I hoped it wouldn’t be. That smell was going to feature in my nightmares. “I’m going to show Henry out,” I said to escape, and followed him out to his car after he’d thanked Bree for the dinner and Sarah for having him.
It actually wasn’t too hot outside tonight; the air was still a little warm but the fact the air was moving made it less suffocating. My shirt and binder were a little damp from earlier, and the breeze cooled them.
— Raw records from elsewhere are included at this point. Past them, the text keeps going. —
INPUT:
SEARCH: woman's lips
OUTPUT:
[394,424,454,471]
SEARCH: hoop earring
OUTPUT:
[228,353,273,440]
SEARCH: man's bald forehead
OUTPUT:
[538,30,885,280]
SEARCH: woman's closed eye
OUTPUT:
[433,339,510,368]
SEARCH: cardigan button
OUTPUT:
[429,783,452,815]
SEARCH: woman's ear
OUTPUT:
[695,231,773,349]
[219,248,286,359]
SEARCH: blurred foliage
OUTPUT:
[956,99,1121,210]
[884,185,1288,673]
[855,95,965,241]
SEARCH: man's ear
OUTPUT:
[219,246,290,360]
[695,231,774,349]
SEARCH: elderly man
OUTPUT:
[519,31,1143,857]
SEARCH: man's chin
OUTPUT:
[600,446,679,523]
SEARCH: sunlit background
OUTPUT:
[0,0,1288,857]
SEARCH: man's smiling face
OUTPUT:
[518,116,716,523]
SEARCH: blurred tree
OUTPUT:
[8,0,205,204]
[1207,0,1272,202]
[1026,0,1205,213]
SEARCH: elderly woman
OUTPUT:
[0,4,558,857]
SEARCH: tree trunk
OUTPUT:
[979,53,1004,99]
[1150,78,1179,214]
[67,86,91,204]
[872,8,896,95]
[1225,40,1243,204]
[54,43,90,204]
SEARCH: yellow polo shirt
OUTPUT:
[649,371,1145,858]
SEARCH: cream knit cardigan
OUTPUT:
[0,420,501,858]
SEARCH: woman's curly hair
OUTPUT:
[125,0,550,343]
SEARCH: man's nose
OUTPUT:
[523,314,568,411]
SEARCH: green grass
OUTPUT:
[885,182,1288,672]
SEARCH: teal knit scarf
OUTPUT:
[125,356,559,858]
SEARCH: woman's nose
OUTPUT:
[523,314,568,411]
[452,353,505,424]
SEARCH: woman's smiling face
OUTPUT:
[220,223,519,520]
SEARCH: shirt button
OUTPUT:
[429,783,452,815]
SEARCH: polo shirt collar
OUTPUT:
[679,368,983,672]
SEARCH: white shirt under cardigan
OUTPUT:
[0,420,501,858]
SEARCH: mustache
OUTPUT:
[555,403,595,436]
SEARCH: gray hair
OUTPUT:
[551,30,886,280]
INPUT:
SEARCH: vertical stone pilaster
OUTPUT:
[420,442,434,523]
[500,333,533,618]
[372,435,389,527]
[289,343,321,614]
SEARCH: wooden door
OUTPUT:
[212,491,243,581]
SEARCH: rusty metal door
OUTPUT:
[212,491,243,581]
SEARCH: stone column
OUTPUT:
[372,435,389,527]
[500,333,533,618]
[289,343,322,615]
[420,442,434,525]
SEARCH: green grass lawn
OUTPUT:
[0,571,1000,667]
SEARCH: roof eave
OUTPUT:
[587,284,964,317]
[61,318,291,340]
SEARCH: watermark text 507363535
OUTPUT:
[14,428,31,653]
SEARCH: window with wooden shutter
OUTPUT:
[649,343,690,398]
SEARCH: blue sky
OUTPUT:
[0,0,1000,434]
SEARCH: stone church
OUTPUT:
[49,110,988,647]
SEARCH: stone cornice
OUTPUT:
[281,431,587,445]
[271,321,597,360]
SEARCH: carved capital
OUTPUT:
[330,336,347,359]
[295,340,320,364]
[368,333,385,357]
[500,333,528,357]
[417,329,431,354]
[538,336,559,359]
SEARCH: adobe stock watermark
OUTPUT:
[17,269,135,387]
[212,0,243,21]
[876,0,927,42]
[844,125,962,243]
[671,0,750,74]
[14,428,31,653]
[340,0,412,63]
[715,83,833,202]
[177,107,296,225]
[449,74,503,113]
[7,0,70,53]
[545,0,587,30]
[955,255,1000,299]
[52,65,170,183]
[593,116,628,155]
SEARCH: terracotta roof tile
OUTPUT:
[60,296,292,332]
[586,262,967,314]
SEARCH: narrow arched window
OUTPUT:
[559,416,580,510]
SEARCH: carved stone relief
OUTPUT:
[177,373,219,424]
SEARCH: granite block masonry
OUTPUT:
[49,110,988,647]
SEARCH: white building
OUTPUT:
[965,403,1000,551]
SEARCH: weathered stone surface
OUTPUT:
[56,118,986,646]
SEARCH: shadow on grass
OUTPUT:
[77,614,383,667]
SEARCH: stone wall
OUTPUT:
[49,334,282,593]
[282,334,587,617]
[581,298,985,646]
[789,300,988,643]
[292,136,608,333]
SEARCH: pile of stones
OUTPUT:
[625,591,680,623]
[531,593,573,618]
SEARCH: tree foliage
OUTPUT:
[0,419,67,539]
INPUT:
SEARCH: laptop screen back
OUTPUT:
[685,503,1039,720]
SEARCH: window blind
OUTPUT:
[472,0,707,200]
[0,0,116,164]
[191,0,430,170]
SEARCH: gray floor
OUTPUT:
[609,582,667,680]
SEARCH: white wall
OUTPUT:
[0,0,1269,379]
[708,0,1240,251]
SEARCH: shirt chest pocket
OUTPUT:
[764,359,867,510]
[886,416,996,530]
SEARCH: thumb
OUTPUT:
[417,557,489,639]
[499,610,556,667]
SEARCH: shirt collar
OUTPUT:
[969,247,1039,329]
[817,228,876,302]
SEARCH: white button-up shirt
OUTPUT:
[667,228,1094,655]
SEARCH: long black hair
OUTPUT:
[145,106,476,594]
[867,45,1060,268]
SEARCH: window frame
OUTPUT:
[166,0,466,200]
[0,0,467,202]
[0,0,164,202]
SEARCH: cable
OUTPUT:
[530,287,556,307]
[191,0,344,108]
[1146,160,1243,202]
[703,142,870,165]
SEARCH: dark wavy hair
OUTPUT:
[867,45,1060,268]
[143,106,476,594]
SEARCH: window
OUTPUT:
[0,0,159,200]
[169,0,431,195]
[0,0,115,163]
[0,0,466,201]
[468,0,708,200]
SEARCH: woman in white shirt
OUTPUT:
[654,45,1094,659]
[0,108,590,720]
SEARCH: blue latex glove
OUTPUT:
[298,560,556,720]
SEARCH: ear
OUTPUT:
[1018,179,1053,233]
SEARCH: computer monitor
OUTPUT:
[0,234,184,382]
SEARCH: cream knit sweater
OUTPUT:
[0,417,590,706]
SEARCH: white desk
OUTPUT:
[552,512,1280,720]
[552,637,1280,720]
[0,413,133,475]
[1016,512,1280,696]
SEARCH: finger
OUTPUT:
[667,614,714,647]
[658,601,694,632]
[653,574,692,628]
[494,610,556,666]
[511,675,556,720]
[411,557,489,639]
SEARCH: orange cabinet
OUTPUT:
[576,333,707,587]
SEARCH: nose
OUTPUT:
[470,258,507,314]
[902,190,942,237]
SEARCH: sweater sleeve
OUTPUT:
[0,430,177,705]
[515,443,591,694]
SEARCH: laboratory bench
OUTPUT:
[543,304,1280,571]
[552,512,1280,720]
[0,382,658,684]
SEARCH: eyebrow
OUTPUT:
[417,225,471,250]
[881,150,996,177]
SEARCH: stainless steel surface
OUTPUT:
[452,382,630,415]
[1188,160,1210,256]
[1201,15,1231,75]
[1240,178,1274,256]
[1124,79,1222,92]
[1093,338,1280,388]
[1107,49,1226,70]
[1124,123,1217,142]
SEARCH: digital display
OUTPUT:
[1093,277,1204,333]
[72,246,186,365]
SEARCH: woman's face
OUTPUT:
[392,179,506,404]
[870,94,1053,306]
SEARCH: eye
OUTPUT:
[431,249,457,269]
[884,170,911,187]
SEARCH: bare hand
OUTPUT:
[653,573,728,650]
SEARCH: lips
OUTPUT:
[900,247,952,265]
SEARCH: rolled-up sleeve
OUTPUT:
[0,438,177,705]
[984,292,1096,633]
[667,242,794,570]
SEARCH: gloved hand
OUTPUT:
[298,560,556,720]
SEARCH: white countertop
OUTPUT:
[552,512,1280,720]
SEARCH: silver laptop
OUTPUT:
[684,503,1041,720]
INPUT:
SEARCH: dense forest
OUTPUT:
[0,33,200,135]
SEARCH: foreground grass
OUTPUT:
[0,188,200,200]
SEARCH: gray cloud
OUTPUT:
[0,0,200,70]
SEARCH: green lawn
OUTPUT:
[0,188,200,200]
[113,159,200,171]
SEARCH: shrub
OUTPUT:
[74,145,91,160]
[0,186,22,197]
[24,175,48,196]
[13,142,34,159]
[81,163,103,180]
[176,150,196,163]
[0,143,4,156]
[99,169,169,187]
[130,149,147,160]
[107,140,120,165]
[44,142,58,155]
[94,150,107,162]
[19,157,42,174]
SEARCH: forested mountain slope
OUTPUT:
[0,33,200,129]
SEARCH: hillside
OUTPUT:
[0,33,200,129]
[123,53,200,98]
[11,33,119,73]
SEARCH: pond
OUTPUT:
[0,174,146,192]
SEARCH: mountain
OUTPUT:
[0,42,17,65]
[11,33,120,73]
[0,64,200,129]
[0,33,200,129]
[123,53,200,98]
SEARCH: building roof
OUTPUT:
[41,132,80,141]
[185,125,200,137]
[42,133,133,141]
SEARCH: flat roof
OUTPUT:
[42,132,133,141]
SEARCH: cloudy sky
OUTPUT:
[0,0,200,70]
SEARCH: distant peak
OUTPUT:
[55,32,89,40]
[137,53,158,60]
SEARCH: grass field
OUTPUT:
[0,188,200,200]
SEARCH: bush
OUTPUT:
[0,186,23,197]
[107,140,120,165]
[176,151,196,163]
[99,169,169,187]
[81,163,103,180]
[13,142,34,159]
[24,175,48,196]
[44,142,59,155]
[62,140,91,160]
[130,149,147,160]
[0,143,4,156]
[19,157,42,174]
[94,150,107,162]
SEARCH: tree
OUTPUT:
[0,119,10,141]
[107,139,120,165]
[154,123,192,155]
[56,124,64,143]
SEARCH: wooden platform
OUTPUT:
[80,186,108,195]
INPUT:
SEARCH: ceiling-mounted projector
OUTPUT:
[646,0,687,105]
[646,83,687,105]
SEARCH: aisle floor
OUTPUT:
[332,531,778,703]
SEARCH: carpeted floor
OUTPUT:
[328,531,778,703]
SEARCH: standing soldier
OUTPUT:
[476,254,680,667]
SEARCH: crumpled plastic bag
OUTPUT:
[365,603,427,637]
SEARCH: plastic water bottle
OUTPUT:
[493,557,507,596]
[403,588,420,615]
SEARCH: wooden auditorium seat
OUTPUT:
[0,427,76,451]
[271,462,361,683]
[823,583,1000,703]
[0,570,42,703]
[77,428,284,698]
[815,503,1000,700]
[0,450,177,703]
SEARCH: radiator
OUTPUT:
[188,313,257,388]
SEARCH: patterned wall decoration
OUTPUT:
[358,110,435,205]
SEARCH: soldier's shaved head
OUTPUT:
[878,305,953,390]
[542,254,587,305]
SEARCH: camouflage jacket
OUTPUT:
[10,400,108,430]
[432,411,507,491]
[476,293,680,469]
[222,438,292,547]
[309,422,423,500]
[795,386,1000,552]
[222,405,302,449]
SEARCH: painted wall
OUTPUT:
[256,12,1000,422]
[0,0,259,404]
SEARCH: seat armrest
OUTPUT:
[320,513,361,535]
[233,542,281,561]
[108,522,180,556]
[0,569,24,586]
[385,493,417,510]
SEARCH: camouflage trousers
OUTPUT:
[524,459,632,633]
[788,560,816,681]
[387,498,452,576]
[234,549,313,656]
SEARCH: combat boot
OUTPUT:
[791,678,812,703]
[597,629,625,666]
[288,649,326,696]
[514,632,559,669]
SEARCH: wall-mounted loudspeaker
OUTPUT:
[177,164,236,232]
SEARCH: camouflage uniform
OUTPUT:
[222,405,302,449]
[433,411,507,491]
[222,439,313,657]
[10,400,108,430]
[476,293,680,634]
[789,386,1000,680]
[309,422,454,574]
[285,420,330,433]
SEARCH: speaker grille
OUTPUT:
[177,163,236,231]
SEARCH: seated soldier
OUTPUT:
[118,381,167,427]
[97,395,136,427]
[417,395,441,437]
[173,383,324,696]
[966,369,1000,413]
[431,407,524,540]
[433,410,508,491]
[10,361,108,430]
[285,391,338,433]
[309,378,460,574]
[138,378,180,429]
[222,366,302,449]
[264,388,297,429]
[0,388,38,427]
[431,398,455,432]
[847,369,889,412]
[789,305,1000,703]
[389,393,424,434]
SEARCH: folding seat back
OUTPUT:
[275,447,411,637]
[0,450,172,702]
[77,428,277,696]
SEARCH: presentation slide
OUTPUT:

I opened the car door for Henry while he felt around in his suit jacket for his phone. I was wrestling with the urge to needle him further about what was bothering him, but he’d been so intent on claiming everything was fine earlier I eventually decided there probably wasn’t much point. Henry was a fucking vault when he didn’t want to discuss things. I wasn’t going to change that by nagging him, I’d just end up annoying us both. Maybe he’d tell me later. Exhaling at length, I somehow managed to not bring it up again. “Thanks again for getting Natalie to consult with us.”
He smiled briefly. “You’re most welcome. Sorry it wasn’t exactly what you wanted to hear.”
“I still prefer knowing to not knowing,” I told him, giving him a brief, sweaty hug. “Thank Natalie for me?”
He snorted. “She’ll say you can thank her by suing Frost.” He shut the door, turned on the engine and wound down the window a little. “If you get sick of no aircon, you know where to find me,” he said mildly. “You have a key. You don’t need to call ahead.”
That made me feel guilty. I knew I probably should stay with Bree tonight, but I felt awful about letting him drive off alone after his earlier comment. I saluted him, anyway. “And if you get sick of peaceful and calm surroundings where no one is having an anxious meltdown, you know where to find me.”
He laughed again, gave me a mock-tired look, and then wound up the window, driving back home to his big, cold, deserted home.